ECONOMICS: Although an appreciating currency should dampen inflation, demand for our exports may suffer and thereby jeopardise profits and domestic employment.
The proposed new national pay deal has raised concerns in some quarters about Ireland's competitiveness, particularly in the wake of the euro's recent appreciation on the foreign exchange markets.
The single currency rose from 90 cents to 1.05 against the US dollar in 2002 (and from 62 to 65 pence against sterling) and many feel that further gains are on the cards.
An appreciating currency should help to dampen Irish inflation, via lower import prices, but also risks hitting demand for Irish exports, and hence profits and domestic employment.
The economy is particularly exposed to the euro's external value as so much of Ireland's international trade is still with countries outside the single currency.
In the first nine months of 2002, only 21 per cent of Irish imports came from the euro area, with 37 per cent of exports going to markets within the euro zone.
This is well below the norm for other economies in the EMU, making Ireland uniquely vulnerable to the vagaries of the foreign exchange markets, despite having given up the pound.
The extent of this vulnerability can be assessed by looking at the euro's performance against Ireland's main trading partners, although some foreign exchange rates matter more than others - a euro rise against sterling will have a bigger impact on Irish industry than a similar move against the dollar or the yen.

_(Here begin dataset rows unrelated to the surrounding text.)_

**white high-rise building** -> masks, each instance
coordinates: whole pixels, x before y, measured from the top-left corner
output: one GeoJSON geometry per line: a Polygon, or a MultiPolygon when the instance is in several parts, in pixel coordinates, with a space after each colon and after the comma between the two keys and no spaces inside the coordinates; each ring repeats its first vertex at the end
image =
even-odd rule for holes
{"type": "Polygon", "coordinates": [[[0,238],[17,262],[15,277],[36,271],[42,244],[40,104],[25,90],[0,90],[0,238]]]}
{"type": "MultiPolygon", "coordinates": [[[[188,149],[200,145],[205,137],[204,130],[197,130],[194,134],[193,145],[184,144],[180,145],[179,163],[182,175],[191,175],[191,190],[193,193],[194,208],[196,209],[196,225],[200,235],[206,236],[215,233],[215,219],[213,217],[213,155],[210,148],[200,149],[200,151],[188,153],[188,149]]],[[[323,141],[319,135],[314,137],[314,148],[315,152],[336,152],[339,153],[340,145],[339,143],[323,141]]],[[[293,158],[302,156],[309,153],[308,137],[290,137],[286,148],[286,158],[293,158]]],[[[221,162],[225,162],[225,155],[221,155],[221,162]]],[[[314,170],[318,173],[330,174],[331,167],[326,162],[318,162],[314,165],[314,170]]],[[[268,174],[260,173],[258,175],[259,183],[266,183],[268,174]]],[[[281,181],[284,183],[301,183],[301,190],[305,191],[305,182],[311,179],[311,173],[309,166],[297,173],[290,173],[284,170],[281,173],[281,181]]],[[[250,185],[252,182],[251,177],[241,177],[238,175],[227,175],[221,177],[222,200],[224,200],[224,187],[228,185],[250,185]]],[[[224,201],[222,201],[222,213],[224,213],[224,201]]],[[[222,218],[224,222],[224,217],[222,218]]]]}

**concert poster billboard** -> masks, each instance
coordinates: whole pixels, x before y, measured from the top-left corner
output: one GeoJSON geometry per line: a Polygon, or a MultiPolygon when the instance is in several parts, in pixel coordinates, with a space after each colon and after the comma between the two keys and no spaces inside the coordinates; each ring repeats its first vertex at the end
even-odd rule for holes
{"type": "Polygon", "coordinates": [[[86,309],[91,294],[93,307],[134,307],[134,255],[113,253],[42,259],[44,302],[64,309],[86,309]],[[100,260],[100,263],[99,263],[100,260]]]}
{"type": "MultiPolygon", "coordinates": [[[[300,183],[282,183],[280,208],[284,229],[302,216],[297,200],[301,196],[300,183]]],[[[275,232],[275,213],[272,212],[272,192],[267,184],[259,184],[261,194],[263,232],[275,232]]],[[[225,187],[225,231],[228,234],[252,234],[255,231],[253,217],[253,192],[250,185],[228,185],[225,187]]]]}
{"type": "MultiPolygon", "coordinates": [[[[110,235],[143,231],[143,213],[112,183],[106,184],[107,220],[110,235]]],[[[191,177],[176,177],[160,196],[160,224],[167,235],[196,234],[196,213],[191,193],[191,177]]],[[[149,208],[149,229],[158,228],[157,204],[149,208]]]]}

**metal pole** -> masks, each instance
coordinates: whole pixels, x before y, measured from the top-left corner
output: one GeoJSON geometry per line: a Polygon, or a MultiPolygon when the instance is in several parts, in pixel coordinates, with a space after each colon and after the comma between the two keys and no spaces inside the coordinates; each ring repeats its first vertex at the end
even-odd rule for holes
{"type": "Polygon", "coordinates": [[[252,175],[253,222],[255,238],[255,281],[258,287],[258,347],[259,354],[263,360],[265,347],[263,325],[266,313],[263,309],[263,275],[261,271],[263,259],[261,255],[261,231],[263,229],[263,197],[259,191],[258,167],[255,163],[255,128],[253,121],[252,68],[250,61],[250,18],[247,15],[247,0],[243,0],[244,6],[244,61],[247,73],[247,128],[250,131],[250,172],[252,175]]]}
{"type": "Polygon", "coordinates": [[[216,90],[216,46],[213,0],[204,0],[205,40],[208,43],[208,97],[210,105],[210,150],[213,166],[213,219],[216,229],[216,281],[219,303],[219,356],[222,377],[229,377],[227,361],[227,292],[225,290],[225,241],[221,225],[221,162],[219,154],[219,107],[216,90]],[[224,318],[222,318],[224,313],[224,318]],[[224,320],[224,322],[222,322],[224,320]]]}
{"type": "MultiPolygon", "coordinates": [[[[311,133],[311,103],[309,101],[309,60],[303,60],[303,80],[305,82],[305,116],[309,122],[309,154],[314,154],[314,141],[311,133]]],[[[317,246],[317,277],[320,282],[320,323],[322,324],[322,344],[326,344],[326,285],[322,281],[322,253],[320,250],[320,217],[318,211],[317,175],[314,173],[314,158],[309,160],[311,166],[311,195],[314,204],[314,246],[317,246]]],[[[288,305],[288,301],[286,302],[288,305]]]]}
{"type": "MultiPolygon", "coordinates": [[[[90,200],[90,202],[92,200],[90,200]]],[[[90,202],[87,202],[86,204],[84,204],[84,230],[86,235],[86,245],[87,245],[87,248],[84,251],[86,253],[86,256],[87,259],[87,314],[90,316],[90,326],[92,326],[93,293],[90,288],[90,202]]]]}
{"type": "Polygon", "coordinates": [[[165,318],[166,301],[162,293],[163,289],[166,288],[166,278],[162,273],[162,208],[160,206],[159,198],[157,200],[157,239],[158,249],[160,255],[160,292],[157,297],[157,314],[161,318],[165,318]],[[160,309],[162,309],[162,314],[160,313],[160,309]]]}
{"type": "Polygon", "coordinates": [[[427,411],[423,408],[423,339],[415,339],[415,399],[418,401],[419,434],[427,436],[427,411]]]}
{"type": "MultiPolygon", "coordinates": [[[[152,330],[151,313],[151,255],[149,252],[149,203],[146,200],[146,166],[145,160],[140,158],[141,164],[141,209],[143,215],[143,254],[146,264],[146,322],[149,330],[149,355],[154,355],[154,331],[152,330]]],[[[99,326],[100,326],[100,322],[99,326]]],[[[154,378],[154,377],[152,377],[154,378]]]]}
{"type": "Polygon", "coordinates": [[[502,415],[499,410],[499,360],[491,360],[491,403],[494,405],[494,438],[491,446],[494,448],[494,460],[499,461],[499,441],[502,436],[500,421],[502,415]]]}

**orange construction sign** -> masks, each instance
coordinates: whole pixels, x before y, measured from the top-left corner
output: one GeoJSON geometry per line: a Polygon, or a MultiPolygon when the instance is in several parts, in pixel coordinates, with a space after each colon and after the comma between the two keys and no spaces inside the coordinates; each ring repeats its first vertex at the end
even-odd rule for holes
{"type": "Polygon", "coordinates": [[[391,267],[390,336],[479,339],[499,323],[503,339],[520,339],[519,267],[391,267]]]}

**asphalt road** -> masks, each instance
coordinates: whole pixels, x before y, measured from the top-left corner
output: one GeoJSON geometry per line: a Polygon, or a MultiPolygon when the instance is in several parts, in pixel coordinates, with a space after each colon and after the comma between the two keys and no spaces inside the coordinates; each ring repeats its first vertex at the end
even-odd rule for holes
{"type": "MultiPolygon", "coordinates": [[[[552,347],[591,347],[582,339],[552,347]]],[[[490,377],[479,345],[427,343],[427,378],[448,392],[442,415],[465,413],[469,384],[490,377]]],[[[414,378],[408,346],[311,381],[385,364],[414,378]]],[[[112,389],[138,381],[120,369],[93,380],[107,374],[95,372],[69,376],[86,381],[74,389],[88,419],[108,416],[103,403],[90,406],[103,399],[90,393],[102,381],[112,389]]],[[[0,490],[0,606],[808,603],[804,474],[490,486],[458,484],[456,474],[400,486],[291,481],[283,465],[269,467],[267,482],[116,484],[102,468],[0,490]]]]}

Fortunately, the Central Bank captures such a trade-weighted exchange rate for the post-EMU world, publishing it as the Trade Weighted Competitiveness Indicator (TWCI).

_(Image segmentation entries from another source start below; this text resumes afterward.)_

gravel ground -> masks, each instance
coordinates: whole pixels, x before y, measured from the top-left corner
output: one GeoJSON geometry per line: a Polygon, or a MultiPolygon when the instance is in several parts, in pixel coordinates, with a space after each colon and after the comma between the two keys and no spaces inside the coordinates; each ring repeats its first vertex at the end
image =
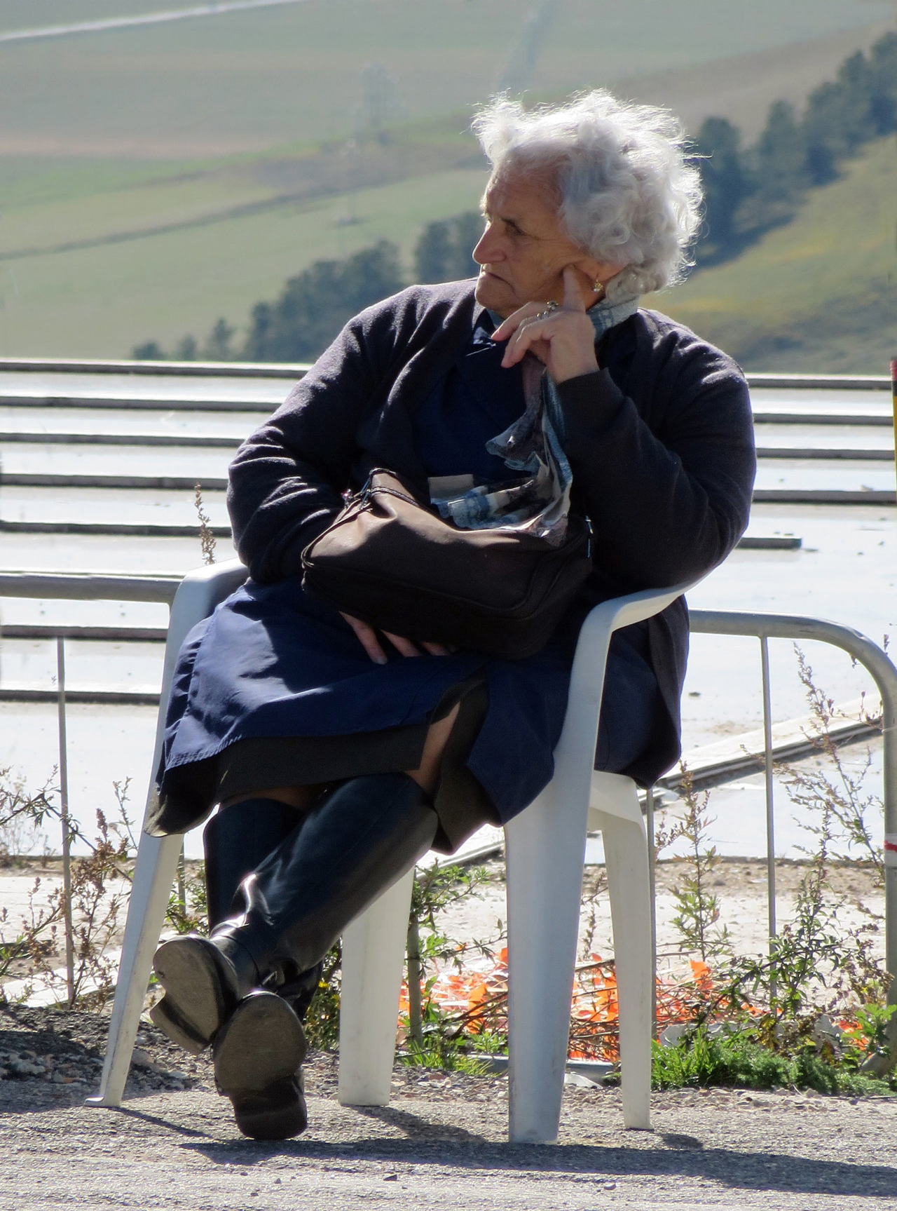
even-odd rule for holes
{"type": "Polygon", "coordinates": [[[122,1109],[85,1107],[105,1028],[97,1014],[0,1011],[2,1211],[897,1207],[889,1100],[659,1094],[655,1130],[627,1132],[616,1090],[568,1086],[559,1144],[510,1146],[504,1078],[396,1068],[389,1107],[340,1107],[335,1058],[317,1054],[311,1126],[263,1144],[236,1131],[208,1061],[151,1026],[122,1109]]]}

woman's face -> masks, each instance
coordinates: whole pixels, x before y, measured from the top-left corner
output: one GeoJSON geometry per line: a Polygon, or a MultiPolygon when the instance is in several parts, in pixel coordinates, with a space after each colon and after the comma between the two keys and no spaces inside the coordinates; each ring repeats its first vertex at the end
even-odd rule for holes
{"type": "Polygon", "coordinates": [[[577,271],[586,306],[598,298],[596,280],[622,268],[603,265],[575,245],[560,225],[545,177],[493,177],[483,195],[485,231],[473,249],[479,268],[477,302],[505,318],[524,303],[560,302],[567,265],[577,271]]]}

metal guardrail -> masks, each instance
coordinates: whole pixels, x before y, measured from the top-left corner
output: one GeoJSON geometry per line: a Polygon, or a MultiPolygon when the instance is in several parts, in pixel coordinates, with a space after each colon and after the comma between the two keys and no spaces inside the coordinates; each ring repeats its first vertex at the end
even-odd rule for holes
{"type": "MultiPolygon", "coordinates": [[[[70,601],[146,601],[171,604],[180,578],[131,576],[91,573],[0,573],[0,597],[38,597],[70,601]]],[[[769,672],[769,639],[812,639],[841,648],[872,676],[881,694],[884,737],[884,856],[885,856],[885,965],[896,976],[892,998],[897,997],[897,667],[872,639],[853,627],[824,619],[790,614],[754,614],[737,610],[692,610],[690,629],[698,635],[754,636],[760,642],[763,687],[764,771],[766,780],[766,893],[769,935],[776,934],[775,799],[772,784],[772,708],[769,672]]],[[[59,722],[59,770],[63,813],[68,814],[65,753],[65,638],[77,638],[77,627],[52,630],[57,641],[57,712],[59,722]]],[[[99,630],[99,629],[97,629],[99,630]]],[[[111,629],[110,629],[111,630],[111,629]]],[[[119,629],[115,629],[116,631],[119,629]]],[[[155,638],[155,636],[154,636],[155,638]]],[[[52,699],[51,699],[52,700],[52,699]]],[[[649,838],[654,837],[654,796],[648,794],[649,838]]],[[[654,890],[654,845],[651,889],[654,890]]],[[[64,866],[68,840],[64,834],[64,866]]]]}
{"type": "MultiPolygon", "coordinates": [[[[46,374],[154,374],[189,378],[301,378],[310,362],[168,362],[107,361],[79,358],[2,357],[0,374],[23,371],[46,374]]],[[[746,375],[749,386],[810,388],[840,391],[890,391],[886,374],[764,374],[746,375]]]]}
{"type": "MultiPolygon", "coordinates": [[[[897,985],[897,667],[872,639],[853,627],[792,614],[738,610],[691,610],[690,629],[698,635],[754,636],[760,641],[764,770],[766,776],[766,872],[769,932],[776,932],[775,813],[772,793],[772,712],[769,639],[813,639],[841,648],[872,676],[881,694],[885,807],[885,966],[897,985]]],[[[897,991],[897,989],[895,989],[897,991]]],[[[893,995],[893,992],[892,992],[893,995]]]]}

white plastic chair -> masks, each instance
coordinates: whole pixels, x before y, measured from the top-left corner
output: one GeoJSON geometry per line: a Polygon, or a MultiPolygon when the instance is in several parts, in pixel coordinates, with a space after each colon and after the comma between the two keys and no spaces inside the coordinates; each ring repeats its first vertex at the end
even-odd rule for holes
{"type": "MultiPolygon", "coordinates": [[[[153,770],[165,706],[188,631],[246,578],[238,562],[186,575],[174,597],[165,654],[153,770]]],[[[597,606],[583,624],[554,776],[505,827],[508,922],[510,1126],[513,1142],[552,1143],[560,1119],[576,962],[586,832],[600,830],[614,926],[623,1121],[650,1126],[651,902],[648,840],[636,784],[592,769],[610,636],[660,613],[689,585],[632,593],[597,606]]],[[[153,786],[150,786],[150,793],[153,786]]],[[[120,1106],[153,954],[165,922],[182,839],[140,836],[119,981],[99,1092],[120,1106]]],[[[384,891],[345,930],[340,998],[339,1100],[385,1106],[414,872],[384,891]]]]}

This comprises 10 countries, six of which are in the euro area, accounting for over 40 per cent of the index, and, as such, with fixed exchange rates against Ireland.
So the euro's foreign exchange rate has an impact on only around 60 per cent of the index, with the UK (27.7 per cent) and the US (18.3 per cent) accounting for most of the weights.
Singapore is also included, presumably to capture the influence of a competitor in the technology sector.
According to the Central Bank, Ireland's TWCI rose by 4.5 per cent through 2002, following a smaller 1.4 per cent rise in 2001, but this has not offset earlier falls over the first two years of the single currency - the TWCI fell by some 8 per cent in 1999 and by over 3 per cent in 2000.
In other words, Ireland's effective exchange rate is still over 5 per cent below the level in January 1999, despite last year's euro appreciation.
Yet, Irish inflation has generally been higher than that of its competitors over this period.
Consequently, a better measure of competitiveness would be to adjust for this by capturing a real TWCI, which takes account of relative price movements between Ireland and the 10 countries included in the index.
On that basis, the fall in the euro has not been sufficient to offset higher inflation in Ireland, as the real TWCI has risen by around 2 per cent over the four years of EMU membership, although 2002 saw an estimated 5 per cent rise.
On this measure, Ireland does seem to have lost competitiveness, particularly over the past year.
On other measures of competitiveness in manufacturing, however, the conclusion is precisely the opposite.
One such index, again conveniently compiled and published by the Central Bank, uses the TWCI adjusted by relative unit labour costs, as opposed to prices. This captures the impact of wages and productivity and the growth of the latter has been spectacular in Ireland, offsetting the recent acceleration in wage inflation.
As a result, Irish competitiveness on this measure improved by around 5 per cent in 2002, having already gained consistently over the past decade.
Of course, the productivity performance of many Irish indigenous firms would be well below the level used to derive national unit labour costs, and for them the real TWCI might be a better indicator of their competitiveness position.
A recent technical paper for the Central Bank (by Bredin, Fountas and Murphy) found that Irish exports were indeed sensitive to price, with each 5 per cent rise in the real exchange rate reducing export demand by 4 per cent, albeit over a long time period.
The same study also concluded that income growth in Ireland's foreign markets was a much more important influence on exports (each 1 per cent rise in foreign GDP boosts Irish exports by 3.6 per cent), so the exchange rate is only one factor influencing Irish trade - with the corollary that the impact of a pick-up in global demand would dwarf any negatives stemming from the euro's recent rise.
It may well be that such a recovery would also depress the euro, as there is evidence that the single currency has benefited from a decline in global equity flows, and as such would suffer should these flows increase.
A euro reversal is not guaranteed, however, and is outside Ireland's control anyway. What is determined here is wages.
Perhaps the simple lesson from the above discussion on competitiveness is that a 7 per cent pay rise over 18 months across the private sector is indeed far too high for many Irish firms, and hence would not have been paid, but too low for others.